Thursday, February 25, 2016

The Newest Disease

There’s a huge epidemic that has been spreading around the world. This disease starts when you are about 11 or 12 and does not go away. It actually gets worse as the years go on if you decide not to acknowledge it. It starts to consume your whole life to the point where you start to lose social skills because you are just stuck in the house all of the time.

You didn’t choose to have this disease and you didn’t choose for it to get worse and worse as the years go on.

It all just kind of happened.

What is this disease you might ask?

Technology.

There has been a lot of talk about how technology is so much more hurtful than helpful, which is why I decided to use the example of a disease to explain it. Some people might even think that these advances in technology are extremely positive, which they are in some cases.

We can now talk to people instantly. I do think that texting has some benefits because you can keep in contact with people you may not have kept in contact with if texting didn’t exist. Video chat helps a lot when it comes to keeping in contact with family in other states or over seas.

Technology has gotten to the point where it is beginning to take part of our whole world. It is already deemed a necessity these days, and like Violet’s dad, if you don’t have it, then you’re looked at differently. In Feed, technology is the only way that these kids can exist. Having the feed is essential to their life. If the feed malfunctions, then their whole life can be at risk since it is connected to the brain. It controls their entire body.

Although we are not as advanced in technology as they are in the world of Feed, we still suffer the same social downfalls. A lot of younger kids have trouble talking to people. They are lacking this social skill because their main form of communication is through texting. Also, the fact that kids are spending a majority of their day using technology doesn’t help.

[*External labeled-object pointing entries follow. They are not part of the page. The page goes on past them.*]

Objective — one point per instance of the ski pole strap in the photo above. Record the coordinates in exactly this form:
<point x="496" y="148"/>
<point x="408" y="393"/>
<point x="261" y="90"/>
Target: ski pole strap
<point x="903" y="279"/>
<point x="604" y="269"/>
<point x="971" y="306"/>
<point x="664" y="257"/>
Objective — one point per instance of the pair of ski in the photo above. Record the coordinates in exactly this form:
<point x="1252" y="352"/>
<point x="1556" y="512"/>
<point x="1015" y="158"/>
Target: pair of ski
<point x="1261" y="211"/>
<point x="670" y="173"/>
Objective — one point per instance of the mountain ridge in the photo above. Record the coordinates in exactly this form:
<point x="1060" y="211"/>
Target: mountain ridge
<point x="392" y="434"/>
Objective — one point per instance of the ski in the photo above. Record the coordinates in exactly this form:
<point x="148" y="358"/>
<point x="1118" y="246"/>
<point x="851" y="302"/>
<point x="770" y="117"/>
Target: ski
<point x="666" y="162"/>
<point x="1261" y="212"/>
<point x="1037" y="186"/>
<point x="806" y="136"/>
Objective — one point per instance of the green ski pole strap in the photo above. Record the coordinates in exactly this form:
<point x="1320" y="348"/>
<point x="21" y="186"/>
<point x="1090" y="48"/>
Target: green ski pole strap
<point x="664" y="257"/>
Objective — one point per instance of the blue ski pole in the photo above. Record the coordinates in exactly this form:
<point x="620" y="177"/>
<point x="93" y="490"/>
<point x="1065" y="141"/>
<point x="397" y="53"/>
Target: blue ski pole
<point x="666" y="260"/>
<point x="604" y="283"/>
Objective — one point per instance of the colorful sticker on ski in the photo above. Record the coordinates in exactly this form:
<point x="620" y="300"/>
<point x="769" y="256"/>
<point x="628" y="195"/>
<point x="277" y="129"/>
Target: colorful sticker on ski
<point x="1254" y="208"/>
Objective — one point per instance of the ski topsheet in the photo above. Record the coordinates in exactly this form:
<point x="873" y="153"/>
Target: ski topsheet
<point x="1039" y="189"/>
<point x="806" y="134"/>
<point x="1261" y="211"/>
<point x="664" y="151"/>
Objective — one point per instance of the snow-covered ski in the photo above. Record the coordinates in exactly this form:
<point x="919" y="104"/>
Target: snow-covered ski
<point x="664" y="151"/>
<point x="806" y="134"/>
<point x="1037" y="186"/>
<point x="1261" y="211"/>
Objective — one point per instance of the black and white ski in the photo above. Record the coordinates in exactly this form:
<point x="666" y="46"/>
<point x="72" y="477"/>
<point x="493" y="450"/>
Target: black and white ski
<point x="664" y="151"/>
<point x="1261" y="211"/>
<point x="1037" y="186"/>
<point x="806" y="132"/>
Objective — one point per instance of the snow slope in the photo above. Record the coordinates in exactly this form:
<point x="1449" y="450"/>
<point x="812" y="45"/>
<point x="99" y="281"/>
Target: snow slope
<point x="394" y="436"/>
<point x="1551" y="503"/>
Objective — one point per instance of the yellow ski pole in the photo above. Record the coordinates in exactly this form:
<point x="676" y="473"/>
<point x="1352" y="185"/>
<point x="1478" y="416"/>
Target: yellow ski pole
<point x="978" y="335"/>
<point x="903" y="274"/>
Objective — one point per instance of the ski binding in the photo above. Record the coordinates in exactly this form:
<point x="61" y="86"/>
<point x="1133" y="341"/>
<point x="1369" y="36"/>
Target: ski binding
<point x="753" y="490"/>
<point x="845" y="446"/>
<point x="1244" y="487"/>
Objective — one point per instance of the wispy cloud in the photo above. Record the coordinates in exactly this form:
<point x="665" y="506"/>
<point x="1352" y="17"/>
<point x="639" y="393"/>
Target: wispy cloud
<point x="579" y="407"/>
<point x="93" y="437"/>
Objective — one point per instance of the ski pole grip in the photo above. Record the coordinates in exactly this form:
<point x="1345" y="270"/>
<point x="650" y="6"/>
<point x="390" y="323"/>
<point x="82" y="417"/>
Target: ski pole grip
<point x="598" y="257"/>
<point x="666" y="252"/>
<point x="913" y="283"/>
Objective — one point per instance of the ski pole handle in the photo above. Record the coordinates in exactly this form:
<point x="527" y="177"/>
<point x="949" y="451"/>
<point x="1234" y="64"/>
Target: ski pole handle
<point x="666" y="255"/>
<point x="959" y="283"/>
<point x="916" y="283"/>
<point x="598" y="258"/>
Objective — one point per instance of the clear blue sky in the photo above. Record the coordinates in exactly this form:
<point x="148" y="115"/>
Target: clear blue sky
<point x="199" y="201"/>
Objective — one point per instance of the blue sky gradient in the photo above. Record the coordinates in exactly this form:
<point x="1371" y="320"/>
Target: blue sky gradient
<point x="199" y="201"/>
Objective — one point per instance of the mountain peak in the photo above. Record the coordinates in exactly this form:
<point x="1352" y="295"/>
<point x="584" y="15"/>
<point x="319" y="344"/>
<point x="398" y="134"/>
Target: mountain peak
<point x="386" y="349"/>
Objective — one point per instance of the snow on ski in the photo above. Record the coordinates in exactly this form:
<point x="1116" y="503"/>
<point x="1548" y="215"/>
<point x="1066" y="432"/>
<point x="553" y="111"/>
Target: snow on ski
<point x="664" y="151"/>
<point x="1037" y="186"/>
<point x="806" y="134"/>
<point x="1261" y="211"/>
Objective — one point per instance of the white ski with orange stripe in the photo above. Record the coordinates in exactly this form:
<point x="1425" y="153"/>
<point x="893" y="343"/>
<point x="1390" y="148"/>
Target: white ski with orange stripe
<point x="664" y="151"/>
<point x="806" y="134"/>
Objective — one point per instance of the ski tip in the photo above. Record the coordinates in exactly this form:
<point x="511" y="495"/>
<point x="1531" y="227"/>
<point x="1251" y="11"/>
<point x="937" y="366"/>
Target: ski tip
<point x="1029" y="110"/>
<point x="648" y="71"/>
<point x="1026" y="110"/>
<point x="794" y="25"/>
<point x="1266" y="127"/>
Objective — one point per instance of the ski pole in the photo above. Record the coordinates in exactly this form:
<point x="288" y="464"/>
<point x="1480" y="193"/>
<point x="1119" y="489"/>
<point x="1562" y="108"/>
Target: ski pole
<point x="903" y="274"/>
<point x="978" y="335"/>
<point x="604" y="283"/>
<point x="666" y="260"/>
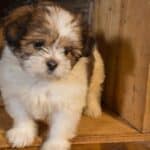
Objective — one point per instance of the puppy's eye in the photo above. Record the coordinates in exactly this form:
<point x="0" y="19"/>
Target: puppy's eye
<point x="38" y="44"/>
<point x="67" y="50"/>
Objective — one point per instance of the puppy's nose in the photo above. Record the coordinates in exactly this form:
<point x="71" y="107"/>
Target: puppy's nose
<point x="52" y="64"/>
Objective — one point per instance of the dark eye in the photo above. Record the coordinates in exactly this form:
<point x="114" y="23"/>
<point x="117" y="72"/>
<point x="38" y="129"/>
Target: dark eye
<point x="67" y="50"/>
<point x="38" y="44"/>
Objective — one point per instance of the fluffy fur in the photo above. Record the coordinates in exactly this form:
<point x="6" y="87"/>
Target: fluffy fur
<point x="34" y="36"/>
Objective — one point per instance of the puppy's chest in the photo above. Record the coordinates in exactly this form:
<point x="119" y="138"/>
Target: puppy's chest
<point x="45" y="98"/>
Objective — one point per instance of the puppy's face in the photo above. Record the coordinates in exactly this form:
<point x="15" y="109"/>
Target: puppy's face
<point x="46" y="39"/>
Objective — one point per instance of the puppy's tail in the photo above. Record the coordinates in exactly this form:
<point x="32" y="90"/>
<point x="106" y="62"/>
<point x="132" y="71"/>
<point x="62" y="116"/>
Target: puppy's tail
<point x="95" y="84"/>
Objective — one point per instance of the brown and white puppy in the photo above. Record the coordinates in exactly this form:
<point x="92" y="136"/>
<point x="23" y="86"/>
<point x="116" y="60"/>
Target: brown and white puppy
<point x="42" y="74"/>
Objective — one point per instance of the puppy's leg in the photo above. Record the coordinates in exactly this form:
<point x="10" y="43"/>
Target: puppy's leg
<point x="63" y="128"/>
<point x="93" y="108"/>
<point x="24" y="129"/>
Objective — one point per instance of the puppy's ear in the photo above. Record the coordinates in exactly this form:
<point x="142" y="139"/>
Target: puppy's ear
<point x="15" y="25"/>
<point x="89" y="42"/>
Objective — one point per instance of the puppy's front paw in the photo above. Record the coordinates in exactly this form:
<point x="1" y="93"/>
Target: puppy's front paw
<point x="21" y="136"/>
<point x="56" y="145"/>
<point x="93" y="110"/>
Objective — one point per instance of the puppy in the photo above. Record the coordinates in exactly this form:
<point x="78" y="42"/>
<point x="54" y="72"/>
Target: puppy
<point x="44" y="77"/>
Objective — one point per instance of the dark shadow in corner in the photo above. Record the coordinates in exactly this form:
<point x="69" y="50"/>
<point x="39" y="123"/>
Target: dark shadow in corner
<point x="119" y="64"/>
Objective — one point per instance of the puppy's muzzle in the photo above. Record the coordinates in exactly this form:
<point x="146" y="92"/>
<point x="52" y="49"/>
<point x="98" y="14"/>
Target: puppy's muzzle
<point x="52" y="65"/>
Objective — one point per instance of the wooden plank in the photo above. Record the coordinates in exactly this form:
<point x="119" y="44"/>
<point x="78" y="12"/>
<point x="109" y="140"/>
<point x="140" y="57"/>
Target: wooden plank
<point x="133" y="60"/>
<point x="106" y="26"/>
<point x="124" y="40"/>
<point x="146" y="124"/>
<point x="107" y="129"/>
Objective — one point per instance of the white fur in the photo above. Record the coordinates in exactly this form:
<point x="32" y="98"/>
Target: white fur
<point x="61" y="19"/>
<point x="28" y="97"/>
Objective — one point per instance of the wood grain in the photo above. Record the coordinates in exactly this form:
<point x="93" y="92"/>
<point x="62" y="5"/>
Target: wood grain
<point x="122" y="28"/>
<point x="107" y="129"/>
<point x="146" y="123"/>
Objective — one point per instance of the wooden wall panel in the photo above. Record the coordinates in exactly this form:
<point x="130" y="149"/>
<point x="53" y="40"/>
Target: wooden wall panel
<point x="106" y="27"/>
<point x="146" y="123"/>
<point x="132" y="70"/>
<point x="124" y="30"/>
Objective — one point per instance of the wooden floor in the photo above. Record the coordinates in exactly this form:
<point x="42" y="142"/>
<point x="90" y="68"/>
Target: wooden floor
<point x="107" y="129"/>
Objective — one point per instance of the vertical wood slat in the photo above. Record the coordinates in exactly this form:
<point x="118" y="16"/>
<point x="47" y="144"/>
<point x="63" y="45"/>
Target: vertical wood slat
<point x="125" y="26"/>
<point x="132" y="71"/>
<point x="146" y="123"/>
<point x="106" y="26"/>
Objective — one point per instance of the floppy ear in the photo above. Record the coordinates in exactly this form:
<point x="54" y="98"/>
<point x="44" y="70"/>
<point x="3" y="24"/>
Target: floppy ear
<point x="15" y="25"/>
<point x="89" y="42"/>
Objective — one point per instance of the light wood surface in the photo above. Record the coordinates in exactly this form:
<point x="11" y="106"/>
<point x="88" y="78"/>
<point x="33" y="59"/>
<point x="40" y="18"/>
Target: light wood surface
<point x="107" y="129"/>
<point x="146" y="124"/>
<point x="123" y="27"/>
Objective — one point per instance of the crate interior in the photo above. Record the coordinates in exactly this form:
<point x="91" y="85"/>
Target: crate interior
<point x="108" y="21"/>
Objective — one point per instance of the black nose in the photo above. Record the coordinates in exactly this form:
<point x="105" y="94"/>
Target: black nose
<point x="52" y="64"/>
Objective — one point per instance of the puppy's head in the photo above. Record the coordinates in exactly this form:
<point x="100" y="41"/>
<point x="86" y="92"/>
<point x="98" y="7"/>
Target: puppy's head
<point x="46" y="39"/>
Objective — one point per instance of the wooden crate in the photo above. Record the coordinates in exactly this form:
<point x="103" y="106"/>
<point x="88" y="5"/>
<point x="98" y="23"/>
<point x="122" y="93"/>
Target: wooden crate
<point x="122" y="29"/>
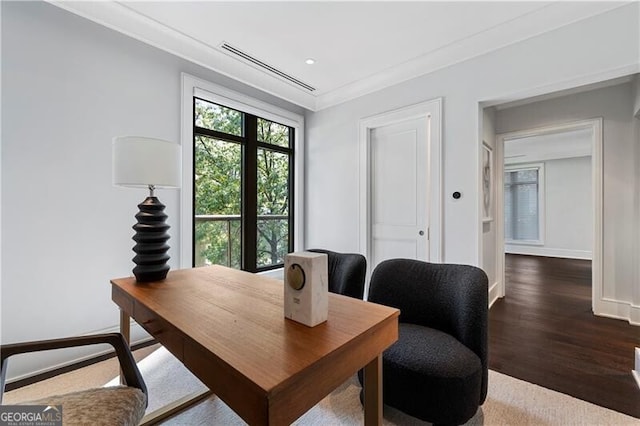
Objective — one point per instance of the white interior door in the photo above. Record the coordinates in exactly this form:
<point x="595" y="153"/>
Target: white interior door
<point x="399" y="191"/>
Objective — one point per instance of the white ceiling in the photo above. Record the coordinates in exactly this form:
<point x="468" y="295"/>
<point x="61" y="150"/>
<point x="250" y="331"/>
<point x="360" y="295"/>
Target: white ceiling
<point x="554" y="146"/>
<point x="359" y="47"/>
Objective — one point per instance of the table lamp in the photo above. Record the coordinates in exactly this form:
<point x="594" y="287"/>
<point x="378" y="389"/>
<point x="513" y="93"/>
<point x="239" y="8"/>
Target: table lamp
<point x="141" y="162"/>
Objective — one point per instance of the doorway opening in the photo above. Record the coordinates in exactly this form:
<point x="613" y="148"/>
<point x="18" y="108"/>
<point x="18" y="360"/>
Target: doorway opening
<point x="526" y="162"/>
<point x="410" y="135"/>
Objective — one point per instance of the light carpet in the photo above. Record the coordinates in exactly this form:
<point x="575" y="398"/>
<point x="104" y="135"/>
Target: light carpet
<point x="510" y="401"/>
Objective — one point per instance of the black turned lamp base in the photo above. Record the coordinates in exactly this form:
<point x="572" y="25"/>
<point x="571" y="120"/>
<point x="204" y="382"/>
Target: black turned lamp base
<point x="151" y="241"/>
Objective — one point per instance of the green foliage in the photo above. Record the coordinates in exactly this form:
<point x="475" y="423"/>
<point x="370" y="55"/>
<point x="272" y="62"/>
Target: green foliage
<point x="218" y="189"/>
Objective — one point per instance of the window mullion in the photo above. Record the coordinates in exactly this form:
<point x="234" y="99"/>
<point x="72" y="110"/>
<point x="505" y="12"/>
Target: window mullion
<point x="250" y="195"/>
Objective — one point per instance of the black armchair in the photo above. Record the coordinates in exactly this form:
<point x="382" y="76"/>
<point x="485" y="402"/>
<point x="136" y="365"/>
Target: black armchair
<point x="437" y="370"/>
<point x="122" y="405"/>
<point x="346" y="272"/>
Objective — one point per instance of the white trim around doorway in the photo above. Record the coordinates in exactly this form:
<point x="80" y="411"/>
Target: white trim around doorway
<point x="600" y="305"/>
<point x="432" y="110"/>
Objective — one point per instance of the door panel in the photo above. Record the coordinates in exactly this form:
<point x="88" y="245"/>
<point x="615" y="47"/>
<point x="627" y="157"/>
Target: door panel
<point x="399" y="171"/>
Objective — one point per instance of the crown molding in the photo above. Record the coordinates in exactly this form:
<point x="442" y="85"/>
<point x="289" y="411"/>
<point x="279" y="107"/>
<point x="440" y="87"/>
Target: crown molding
<point x="119" y="17"/>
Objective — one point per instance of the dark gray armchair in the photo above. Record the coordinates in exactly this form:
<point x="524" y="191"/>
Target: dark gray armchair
<point x="346" y="272"/>
<point x="437" y="370"/>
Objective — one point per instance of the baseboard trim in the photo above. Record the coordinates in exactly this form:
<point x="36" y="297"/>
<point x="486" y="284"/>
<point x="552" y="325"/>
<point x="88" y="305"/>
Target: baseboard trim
<point x="494" y="293"/>
<point x="548" y="252"/>
<point x="618" y="310"/>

The characters in Feed use something called m-chat to talk to each other. There’s a scene in Feed where Titus and Violet are in Titus’ upcar and he is m-chatting Violet instead of talking to her. She has to tell him to “talk in the air” or something along those lines. The feed has affected everyone that has it so much that they barely talk out loud anymore.

Since the feed is hooked up to your brain, it knows what you're thinking. When you're trying to think of a word, it'll suggest words that would be good to use. It's kind of the the feature that currently on the iPhone. On the iPhone, instead of giving you the actual word you're thinking of, it will give you what it thinks you want to say.

Titus tries to describe how the feed is a good thing in many ways throughout the book. He tells us about how because of the feed, he can find out “which battles of the Civil War George Washington fought in” (Anderson 47).

You read that right. “Which battles of the Civil War that George Washington fought in.” Hopefully you know that George Washington didn’t fight in the Civil War.

He wasn’t even alive then…

Titus just thinks that you can be “supersmart” just by having the feed, but as you can tell, the feed isn’t always correct. He trusts in the feed too much.

We use technology as the only source to get information too often. I honestly don't even know of anyone that uses books to get information anymore. The people that do use books to get information look them up online. They don't go to the library and open a book unless they absolutely have. I'm even part of this and I know that it is wrong and getting out of hand. I'm not trying to say that all information on the internet is probably false, because it isn't, but you need to know how to distinguish something that is legit from something that is completely false.

The only cure that you're going to find for this "disease" is to find at least 15 minutes to get away from technology for a little while. Play an instrument, draw or paint something, go for a walk or a run without any music for a change. There's so much you can do to just get away from technology. I know that it will be hard because we're all so addicted, but it's possible and it's only going to help us in the future.

-Emily C. Prompt 4
Anderson, M.T. Feed. Cambridge, MA: Candlewick, 2002. Print.